Ducati e Ferrari raccontano da sempre un po’ di noi. Ci giochi da bambino, le vedi di quell’insindacabile rosso e pensi che è così che debba essere un oggetto veloce. Rosso come il fuoco quando sei bambino, come il vino quando cresci. Ipnotiche, totali. Quest’anno da Borgo Panigale a Maranello hanno tinto i loro prototipi di un rosso più scuro e profondo, entrambi per riprendere quel colore con cui è iniziato tutto. Rosso Ferrari, Rosso Ducati, questi i nomi ufficiali delle due verniciature. L’ultimo mondiale per entrambe è del 2007, quindici anni fa: Casey Stoner da una parte e Kimi Raikkonen dall’altra, entrambi curiosamente refrattari all’attenzione mediatica, forse l’unico modo per sopportare il peso di quella corona. Sono legate strette assieme Ferrari e Ducati, massime rappresentanti di quella motorvalley che, a ben vedere, è un nome orribile per un posto che parla il dialetto del motore e dipinge tutto di rosso. Motorvalley va bene per vendere agli americani, ma quella è più l’officina del demonio. Metallo, rosso, cavalli che scalpitano.
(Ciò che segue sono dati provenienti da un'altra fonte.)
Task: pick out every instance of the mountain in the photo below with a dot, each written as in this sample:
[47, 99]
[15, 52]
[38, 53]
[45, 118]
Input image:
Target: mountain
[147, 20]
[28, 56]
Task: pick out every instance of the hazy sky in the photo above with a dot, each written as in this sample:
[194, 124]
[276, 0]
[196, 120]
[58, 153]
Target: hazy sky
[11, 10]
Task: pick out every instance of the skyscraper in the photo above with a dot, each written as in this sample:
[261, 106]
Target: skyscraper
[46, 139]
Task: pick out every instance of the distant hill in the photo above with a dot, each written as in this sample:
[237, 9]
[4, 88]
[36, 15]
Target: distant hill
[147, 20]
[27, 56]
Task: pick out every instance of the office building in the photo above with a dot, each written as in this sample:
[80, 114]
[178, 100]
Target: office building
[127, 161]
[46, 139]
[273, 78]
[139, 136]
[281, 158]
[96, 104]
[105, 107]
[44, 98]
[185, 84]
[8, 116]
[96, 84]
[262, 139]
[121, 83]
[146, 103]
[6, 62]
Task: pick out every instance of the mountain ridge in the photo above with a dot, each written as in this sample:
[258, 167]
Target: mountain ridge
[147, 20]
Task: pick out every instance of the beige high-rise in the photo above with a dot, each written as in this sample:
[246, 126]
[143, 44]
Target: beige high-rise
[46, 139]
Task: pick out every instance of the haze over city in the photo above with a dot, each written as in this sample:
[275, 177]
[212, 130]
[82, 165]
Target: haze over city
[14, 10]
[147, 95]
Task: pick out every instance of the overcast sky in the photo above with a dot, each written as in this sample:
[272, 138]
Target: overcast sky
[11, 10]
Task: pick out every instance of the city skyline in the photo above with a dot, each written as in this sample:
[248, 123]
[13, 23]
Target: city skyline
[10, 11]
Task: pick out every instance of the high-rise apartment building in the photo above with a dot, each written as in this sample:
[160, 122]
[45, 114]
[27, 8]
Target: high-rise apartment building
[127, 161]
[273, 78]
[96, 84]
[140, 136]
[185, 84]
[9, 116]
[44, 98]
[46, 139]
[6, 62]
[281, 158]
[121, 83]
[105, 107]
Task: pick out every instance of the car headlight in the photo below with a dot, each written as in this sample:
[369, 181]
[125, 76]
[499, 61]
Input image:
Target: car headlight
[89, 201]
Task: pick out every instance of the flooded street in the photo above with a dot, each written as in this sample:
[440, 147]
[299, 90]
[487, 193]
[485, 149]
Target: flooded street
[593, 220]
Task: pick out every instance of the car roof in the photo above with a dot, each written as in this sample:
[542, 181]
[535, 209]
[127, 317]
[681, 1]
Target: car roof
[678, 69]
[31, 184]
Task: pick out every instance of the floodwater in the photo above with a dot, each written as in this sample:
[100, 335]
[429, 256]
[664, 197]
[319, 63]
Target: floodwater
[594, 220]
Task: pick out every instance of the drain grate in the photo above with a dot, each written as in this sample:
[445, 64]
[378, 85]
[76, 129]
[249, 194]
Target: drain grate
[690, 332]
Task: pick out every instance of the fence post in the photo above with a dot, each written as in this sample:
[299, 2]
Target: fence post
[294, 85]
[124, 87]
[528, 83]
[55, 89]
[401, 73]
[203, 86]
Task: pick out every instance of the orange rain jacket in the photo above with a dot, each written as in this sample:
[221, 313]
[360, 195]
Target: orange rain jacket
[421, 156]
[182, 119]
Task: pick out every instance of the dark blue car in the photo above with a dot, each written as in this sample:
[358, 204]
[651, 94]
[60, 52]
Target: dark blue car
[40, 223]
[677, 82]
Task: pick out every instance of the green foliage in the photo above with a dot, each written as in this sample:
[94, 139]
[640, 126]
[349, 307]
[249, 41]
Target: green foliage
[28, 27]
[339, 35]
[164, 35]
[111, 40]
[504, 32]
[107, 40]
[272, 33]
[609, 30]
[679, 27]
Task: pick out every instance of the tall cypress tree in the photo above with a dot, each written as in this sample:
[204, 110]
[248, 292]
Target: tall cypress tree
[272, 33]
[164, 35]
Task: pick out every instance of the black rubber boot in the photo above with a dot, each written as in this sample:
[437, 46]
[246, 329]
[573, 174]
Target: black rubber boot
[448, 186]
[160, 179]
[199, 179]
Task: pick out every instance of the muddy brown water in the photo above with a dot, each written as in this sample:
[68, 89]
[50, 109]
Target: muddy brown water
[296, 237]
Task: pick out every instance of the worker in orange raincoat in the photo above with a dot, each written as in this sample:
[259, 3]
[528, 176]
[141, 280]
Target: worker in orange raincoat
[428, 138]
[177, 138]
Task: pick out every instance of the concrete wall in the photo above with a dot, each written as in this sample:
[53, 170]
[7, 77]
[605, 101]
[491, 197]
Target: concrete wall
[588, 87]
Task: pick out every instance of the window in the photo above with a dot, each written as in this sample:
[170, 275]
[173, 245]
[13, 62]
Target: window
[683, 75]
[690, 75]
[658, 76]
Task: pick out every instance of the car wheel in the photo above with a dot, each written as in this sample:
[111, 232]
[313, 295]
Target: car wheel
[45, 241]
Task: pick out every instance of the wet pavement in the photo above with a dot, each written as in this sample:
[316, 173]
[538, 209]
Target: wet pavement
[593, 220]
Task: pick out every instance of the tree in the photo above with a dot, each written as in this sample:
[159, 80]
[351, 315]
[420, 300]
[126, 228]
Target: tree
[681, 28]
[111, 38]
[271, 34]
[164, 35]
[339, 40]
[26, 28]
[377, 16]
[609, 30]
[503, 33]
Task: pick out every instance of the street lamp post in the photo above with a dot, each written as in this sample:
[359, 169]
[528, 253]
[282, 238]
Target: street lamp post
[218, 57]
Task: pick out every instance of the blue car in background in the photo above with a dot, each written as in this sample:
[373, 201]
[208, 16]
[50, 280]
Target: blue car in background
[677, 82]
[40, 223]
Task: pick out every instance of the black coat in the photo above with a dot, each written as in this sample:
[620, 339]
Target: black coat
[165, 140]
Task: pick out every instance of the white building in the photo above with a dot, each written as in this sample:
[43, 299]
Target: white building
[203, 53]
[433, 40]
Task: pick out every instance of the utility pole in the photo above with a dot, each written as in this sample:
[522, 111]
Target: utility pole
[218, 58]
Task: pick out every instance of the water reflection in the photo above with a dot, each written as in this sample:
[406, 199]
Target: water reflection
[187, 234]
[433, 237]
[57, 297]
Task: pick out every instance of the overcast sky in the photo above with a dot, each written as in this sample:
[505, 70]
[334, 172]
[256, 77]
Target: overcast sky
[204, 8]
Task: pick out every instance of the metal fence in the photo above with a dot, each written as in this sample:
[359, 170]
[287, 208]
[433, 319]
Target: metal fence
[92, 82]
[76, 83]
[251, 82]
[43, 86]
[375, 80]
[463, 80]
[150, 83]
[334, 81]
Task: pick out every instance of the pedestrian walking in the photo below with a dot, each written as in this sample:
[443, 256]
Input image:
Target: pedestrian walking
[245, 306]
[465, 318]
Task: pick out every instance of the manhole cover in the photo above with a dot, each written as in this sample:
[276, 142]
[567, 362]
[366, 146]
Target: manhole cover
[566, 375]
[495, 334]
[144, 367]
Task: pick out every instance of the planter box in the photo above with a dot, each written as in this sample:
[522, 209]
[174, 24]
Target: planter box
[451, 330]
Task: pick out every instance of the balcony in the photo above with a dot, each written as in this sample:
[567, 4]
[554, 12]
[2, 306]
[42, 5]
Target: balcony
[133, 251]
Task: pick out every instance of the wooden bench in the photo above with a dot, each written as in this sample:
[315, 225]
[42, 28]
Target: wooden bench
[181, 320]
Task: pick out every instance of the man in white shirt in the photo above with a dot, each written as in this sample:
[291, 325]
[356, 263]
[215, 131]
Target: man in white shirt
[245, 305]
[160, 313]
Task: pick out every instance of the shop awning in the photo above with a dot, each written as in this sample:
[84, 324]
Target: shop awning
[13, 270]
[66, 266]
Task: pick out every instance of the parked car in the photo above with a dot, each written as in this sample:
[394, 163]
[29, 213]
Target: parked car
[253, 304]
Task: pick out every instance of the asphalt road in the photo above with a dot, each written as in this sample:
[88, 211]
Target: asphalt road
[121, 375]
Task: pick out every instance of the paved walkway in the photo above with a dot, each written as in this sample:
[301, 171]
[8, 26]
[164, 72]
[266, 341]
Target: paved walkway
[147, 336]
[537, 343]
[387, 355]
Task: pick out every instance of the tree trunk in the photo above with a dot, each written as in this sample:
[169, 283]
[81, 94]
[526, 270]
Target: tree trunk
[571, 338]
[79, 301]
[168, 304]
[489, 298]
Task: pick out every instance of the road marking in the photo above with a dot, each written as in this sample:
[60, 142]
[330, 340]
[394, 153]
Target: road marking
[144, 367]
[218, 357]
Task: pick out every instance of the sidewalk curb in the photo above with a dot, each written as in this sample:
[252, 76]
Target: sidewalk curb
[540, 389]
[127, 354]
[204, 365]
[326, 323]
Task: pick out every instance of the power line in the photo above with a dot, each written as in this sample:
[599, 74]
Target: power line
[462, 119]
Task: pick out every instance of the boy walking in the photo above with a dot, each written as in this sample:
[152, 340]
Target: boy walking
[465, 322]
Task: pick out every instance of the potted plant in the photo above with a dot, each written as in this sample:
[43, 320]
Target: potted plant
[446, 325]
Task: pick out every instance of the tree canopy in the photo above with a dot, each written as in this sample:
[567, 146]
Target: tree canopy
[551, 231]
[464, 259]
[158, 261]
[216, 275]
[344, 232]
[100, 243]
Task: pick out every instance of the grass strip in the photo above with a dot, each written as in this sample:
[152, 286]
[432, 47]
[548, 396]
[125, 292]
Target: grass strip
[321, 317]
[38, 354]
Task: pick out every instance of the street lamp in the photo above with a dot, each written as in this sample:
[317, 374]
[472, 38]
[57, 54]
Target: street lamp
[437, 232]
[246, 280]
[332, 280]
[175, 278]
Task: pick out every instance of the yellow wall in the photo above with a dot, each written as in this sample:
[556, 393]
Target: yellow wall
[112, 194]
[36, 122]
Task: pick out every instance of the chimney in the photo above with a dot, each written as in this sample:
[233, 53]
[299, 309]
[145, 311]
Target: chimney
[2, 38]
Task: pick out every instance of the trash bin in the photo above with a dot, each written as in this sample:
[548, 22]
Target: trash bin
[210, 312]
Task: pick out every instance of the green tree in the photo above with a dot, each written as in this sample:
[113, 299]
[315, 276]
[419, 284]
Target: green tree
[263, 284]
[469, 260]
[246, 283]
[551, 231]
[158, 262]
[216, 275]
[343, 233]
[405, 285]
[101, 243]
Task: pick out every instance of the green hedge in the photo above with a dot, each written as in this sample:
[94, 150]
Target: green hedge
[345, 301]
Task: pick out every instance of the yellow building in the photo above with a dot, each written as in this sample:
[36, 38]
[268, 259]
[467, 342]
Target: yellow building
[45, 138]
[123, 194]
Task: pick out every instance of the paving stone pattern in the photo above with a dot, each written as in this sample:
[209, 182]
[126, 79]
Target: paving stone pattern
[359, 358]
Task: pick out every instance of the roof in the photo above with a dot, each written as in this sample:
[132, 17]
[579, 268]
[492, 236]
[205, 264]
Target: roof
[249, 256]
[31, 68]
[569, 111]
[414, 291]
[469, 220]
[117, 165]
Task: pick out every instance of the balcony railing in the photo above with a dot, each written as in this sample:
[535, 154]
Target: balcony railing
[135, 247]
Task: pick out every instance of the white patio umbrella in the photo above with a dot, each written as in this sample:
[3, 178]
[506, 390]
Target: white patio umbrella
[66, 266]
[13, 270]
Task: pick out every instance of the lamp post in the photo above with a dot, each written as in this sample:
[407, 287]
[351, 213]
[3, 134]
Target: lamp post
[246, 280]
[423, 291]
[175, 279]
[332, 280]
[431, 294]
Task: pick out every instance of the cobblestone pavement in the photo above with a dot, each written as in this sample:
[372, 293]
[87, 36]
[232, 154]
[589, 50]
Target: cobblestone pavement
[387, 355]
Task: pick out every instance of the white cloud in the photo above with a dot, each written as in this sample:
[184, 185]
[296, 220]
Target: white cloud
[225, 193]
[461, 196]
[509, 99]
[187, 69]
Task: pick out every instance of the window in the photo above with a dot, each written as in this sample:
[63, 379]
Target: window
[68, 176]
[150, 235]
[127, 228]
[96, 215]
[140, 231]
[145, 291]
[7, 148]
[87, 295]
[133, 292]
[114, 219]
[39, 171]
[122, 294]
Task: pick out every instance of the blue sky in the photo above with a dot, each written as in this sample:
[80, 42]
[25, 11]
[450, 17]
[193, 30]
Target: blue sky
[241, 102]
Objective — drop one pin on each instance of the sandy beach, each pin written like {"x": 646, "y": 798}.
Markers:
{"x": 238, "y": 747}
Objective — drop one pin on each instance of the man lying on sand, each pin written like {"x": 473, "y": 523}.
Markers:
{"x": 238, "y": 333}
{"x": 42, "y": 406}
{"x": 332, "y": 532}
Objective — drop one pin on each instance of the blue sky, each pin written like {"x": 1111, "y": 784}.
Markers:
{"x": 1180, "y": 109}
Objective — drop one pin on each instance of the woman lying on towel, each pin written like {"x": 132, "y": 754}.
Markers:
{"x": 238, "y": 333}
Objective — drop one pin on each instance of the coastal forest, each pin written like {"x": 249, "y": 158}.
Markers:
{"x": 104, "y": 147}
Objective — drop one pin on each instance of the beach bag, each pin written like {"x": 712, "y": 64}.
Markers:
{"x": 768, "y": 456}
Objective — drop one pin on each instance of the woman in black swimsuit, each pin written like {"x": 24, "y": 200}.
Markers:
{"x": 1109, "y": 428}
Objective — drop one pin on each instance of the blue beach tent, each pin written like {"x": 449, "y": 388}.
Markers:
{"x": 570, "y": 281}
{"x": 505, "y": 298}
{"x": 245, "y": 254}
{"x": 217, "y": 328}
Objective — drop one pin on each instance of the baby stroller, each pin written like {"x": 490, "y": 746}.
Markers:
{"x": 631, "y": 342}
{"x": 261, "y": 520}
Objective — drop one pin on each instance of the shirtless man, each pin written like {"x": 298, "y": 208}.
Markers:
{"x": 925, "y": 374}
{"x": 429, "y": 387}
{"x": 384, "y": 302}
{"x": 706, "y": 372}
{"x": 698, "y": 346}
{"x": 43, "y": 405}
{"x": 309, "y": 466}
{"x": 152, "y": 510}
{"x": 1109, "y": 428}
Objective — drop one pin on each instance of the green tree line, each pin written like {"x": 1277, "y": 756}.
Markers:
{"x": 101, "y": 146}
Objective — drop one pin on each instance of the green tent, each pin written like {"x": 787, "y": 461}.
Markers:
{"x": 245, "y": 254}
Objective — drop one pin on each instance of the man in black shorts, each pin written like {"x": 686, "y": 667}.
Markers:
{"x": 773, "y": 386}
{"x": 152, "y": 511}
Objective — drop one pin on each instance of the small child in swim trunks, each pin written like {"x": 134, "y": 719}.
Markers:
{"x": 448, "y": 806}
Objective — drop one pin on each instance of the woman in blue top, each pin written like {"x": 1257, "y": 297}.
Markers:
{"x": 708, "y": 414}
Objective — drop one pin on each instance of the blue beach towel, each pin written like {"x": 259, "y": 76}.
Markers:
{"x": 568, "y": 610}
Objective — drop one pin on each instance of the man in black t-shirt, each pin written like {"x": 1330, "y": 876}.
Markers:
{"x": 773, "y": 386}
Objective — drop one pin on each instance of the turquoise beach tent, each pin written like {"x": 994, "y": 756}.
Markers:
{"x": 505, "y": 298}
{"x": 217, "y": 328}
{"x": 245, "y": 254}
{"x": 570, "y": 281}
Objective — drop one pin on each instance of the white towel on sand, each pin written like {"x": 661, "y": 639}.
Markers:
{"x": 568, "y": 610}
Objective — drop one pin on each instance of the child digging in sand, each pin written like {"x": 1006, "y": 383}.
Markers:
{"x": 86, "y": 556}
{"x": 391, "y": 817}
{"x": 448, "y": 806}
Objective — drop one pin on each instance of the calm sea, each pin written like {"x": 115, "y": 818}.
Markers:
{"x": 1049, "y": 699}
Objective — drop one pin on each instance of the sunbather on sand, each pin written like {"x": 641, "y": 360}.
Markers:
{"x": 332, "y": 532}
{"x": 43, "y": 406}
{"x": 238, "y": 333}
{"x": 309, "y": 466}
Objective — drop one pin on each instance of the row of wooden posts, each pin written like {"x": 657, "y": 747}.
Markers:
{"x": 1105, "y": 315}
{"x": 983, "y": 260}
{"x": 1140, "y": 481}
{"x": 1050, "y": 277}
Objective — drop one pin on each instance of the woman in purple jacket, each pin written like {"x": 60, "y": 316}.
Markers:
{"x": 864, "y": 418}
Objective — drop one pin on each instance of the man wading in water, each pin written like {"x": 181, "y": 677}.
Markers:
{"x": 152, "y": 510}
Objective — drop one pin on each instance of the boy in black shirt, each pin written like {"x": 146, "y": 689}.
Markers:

Ferrari e Ducati ce lo fanno dire ogni anno, ogni anno a bassa voce: è il nostro turno, tocca a noi. Partiamo in sordina, la strada è lunghissima, il mondiale è un pezzo di carne al sangue buttato in mezzo a un canile. Prima del Qatar la Ducati era la moto da battere, forte di una Desmosedici ulteriormente evoluta e di un pilota, Francesco Bagnaia, che veniva dal dominio incontrastato di fine stagione. Altri due anni di contratto per la serenità, un compagno di squadra disposto a fare da scudiero, l’esperienza per vincere. E invece, manco a dirlo le cose sono sempre più difficili di come le racconti. Bagnaia ha sofferto fino all’arrivo in Europa e Portimaõ gli ha dato un altro schiaffo, lanciandolo dritto nella ghiaia per aver peccato di ingordigia: le gomme d’asciutto servivano per passare il turno, ma era troppo presto. Troppa smania. Ora i punti dalla testa del serpente sono 38, la strada è sempre più in salita, ci vuole passione. Nella domenica in cui Pecco è stato chiamato a soffrire, la Ferrari che partiva subito dopo doveva essere il rosso del riscatto, la cugina a cui riesce tutto un po’ meglio. E invece no, anche Imola è bagnata e bastarda. Mentre le monoposto si schierano in griglia all’Enzo e Dino Ferrari la tensione è altissima: le frecce tricolore, l’inno di Mameli e il fiume di rosso al Santerno sono tutte voci di un patriottismo che chiede a Charles Leclerc di fare la cosa giusta. Bastano due curve per ricordarsi, anche qui, che le cose non sono mai come le vuoi raccontare: Carlos Sainz esce come in qualifica, dritto nella ghiaia, Leclerc si trova a ricostruire mentre Max Verstappen si allontana. L’olandese a Imola si è preso tutto, dalla gara sprint al giro veloce. Charles aveva fame, anche lui fregato da due gocce di pioggia, anche lui come Bagnaia con troppa smania addosso.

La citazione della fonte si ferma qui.